Pioneering sex researcher dies

Dr William H Masters, one of the first and leading researchers in the field of human sexuality, has died from complications associated with Parkinson's Disease.

Dr William H Masters, one of the first and leading researchers in the field of human sexuality, has died from complications associated with Parkinson's Disease.

Masters, 85, died on Friday at a hospital in Tucson, Arizona.

He developed an interest in human sexuality while a medical student in New York in the 1940s.

Dr Masters established himself as a researcher in obstetrics and gynaecology and moved on to study human sexuality at Washington University in St Louis, where he co-founded the Masters and Johnson Institute.

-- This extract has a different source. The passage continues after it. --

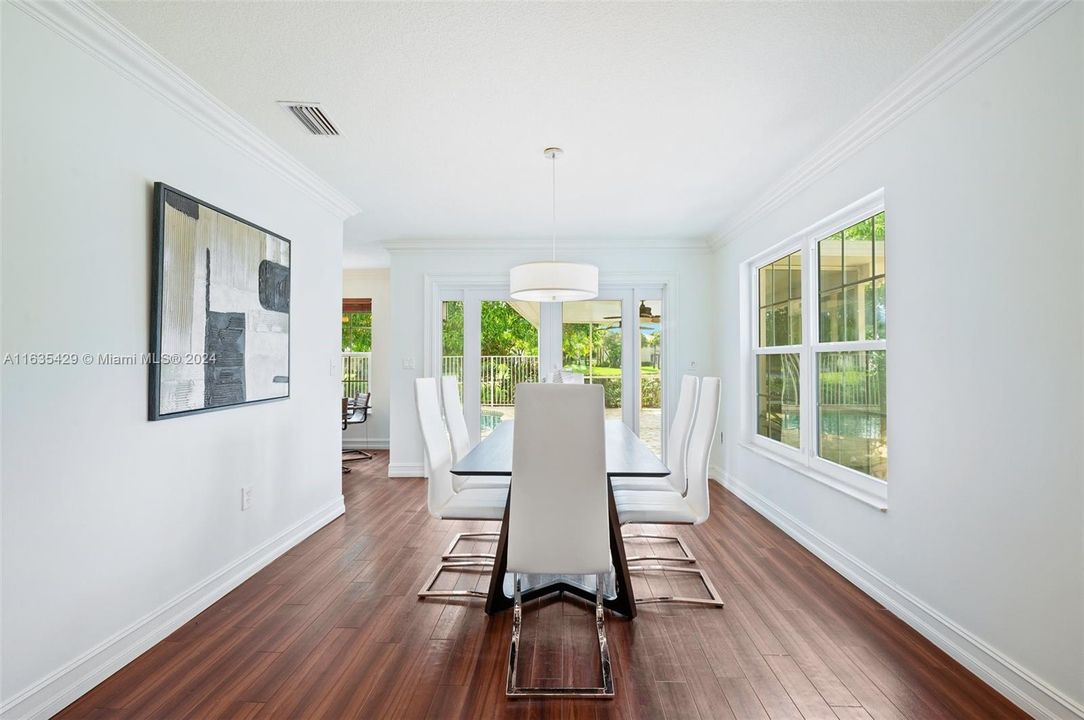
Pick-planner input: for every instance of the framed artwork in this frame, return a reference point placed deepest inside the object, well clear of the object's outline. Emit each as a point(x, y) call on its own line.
point(220, 309)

Partnered with Virginia Johnson, his future wife, Dr Masters conducted interviews and observed sex in the act, researching biological responses and monitoring the physiology of sexual arousal.

Based on that research, the pair published Human Sexual Response in 1966. It became a bestseller despite its technical language.

Virginia Johnson Masters told the St Louis Post-Dispatch newspaper: "He was pioneering in a neglected area and was willing to risk, even enjoyed risking, his professional existence by breaking through in a field that was avoided and a source of a lot of discomfort".

He leaves his third wife Geraldine B Masters, a daughter and a son and is survived by a brother. A family service is planned in Tucson.